The golden hour began at 9.02 pm when Jessica Ennis won gold in the women's heptathlon with a Commonwealth-best points total of 6,995 after missing out on Beijing 2008 through injury.
Just over 20 minutes later, long-jumper Greg Rutherford won a surprise gold medal for Team GB with a jump of 8.41 metres to become only the second British man to win an Olympic gold medal in the long jump.
Whilst this was going on, another Team GB athlete, Mo Farah, was competing in the 10,000 metres, and the Somali-born runner pulled off a blistering final lap, using the momentum of the vociferous home crowd to spur him on to a gold-medal winning performance- the first time a British athlete has won the event- just over 20 minutes after Rutherford had claimed gold in the long jump.
This night has since been proclaimed as the greatest night in British sporting history, and put the host country in great shape to defeat their medals total from Beijing and record their best performance at an Olympic Games since the first time London held the Games in 1908.
With doubts being cast over Usain Bolt's chances of retaining his 100m and 200m Olympic crowns in the world press, the showpiece Men's 100m at the Olympic Stadium was poised to be a memorable occasion, and it did not disappoint.
Bolt silenced the doubters, retaining all three of his gold medals won at Beijing in the 100m, 200m and the 4x100m relay with his Jamaican team-mates, proclaiming himself as "the greatest athlete of all-time" to the world's media.
"I'm a living legend," he said after becoming the first man in history to retain the 100m and 200m titles.
The Jamaican known as "Lightning Bolt" pondered his future, but insisted he would attempt an incredible third consecutive defence of his Olympic titles at Rio 2016.
"I am not ready to retire. I love this sport."
"I need to find a goal that's going to motivate me to great things.
"The rest of the season I am just going to have fun because I did what I came here to do."
IOC president Jacques Rogge delivered a glowing report for London 2012, saying that "The country that invented modern sport has helped give new life to the spirit of competition and fair play."

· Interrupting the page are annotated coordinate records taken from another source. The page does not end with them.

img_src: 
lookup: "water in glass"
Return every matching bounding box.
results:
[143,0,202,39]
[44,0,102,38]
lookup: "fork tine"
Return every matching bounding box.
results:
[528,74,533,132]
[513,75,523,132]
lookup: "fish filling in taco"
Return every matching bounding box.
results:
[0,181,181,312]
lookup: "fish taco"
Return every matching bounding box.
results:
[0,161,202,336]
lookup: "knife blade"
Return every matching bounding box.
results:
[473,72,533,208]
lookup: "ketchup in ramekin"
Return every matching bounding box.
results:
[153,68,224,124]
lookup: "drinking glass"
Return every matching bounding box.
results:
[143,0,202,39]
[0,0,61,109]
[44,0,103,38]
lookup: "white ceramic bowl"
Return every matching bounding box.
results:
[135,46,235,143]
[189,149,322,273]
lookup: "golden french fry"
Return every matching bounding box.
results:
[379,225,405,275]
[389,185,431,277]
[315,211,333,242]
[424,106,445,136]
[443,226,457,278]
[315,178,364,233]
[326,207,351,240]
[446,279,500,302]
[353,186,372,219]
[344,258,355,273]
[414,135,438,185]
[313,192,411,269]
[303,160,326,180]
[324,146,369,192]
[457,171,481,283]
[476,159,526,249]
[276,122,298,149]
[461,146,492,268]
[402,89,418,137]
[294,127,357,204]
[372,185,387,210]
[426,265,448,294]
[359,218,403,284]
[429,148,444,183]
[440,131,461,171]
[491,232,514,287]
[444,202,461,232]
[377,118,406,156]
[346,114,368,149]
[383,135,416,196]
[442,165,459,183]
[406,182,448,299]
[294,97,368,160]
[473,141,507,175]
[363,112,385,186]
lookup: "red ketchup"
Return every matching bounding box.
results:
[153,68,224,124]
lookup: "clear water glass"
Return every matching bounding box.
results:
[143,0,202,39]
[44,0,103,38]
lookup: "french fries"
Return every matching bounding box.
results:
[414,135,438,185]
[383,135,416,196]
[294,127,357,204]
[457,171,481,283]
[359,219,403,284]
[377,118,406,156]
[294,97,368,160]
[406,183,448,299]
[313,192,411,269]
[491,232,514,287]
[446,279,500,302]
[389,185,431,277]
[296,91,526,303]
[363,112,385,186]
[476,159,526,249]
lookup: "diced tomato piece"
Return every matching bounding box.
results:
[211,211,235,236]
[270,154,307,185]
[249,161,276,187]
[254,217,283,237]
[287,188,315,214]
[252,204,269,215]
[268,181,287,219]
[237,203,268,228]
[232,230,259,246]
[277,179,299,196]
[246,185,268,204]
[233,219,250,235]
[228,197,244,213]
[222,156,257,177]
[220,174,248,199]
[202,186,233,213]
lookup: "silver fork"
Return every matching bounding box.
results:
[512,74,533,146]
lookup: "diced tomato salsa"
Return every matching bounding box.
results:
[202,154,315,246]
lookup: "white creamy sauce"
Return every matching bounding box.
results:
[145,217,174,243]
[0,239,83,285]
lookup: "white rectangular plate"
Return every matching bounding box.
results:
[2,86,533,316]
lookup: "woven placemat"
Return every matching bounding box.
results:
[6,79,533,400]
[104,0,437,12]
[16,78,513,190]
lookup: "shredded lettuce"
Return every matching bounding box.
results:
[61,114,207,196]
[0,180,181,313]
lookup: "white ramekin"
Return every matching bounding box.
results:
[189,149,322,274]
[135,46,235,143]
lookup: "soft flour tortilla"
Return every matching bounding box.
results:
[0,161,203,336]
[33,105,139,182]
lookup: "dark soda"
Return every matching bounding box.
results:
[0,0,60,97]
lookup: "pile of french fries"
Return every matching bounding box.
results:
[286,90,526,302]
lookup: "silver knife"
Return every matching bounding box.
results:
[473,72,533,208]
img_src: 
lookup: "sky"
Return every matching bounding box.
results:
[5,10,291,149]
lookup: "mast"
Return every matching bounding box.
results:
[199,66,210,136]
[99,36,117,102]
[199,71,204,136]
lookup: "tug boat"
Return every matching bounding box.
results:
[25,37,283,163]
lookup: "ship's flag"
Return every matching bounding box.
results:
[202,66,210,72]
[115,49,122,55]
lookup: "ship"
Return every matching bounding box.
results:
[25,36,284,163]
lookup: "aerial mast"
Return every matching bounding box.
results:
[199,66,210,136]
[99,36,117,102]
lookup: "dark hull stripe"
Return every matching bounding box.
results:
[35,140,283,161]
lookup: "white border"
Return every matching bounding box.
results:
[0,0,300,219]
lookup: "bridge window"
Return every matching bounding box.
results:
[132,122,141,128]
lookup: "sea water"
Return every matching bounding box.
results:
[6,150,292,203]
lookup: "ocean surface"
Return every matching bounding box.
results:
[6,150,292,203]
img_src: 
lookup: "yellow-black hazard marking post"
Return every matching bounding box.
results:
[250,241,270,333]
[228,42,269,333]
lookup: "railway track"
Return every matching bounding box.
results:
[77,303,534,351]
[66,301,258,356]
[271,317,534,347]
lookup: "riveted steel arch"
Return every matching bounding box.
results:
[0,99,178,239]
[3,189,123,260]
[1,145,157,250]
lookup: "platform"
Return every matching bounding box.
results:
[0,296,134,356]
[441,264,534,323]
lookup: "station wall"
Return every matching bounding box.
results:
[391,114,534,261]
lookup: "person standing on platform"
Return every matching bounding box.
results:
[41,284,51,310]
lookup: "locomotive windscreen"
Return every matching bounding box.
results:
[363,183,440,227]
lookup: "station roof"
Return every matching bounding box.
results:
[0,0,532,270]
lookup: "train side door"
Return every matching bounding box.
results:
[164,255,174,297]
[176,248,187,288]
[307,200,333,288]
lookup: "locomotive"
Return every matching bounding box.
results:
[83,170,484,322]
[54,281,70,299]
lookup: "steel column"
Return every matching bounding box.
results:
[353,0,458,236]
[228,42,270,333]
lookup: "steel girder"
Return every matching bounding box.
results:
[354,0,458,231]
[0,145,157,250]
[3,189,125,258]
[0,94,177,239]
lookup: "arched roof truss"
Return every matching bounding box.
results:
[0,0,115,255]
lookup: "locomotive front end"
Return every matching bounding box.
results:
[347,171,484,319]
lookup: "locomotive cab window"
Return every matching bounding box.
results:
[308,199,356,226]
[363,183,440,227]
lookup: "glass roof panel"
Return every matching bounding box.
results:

"The superlatives created here in London will live on long after the cauldron has finally been extinguished." he continued.
"The kindness of the volunteers, and the help that we're getting from these wonderful people, the kindness also of the people in the streets as you walk through London – this is a city partying."
"And also the crowds, the spectators, this is really something exceptional. It is unheard of and it is really very reassuring for the future of sport."
London 2012 will not be remembered as a particularly spectacular Games in terms of pyrotechnics and ultra-futuristic graphics and venues in the same way that Beijing 2008 will be, but the traditional, community feel of London gave it a very quirky British-ness that impressed much of the worlds press.
With such a huge emphasis placed upon the legacy of these Games, the future usage of venues, facilities and infrastructure on the whole remains to be seen, and will of course be closely scrutinised, but the Games certainly did a lot to endear the UK to the rest of the world, and will serve as a tremendous platform for the country to re-launch itself as one of sports' greatest countries.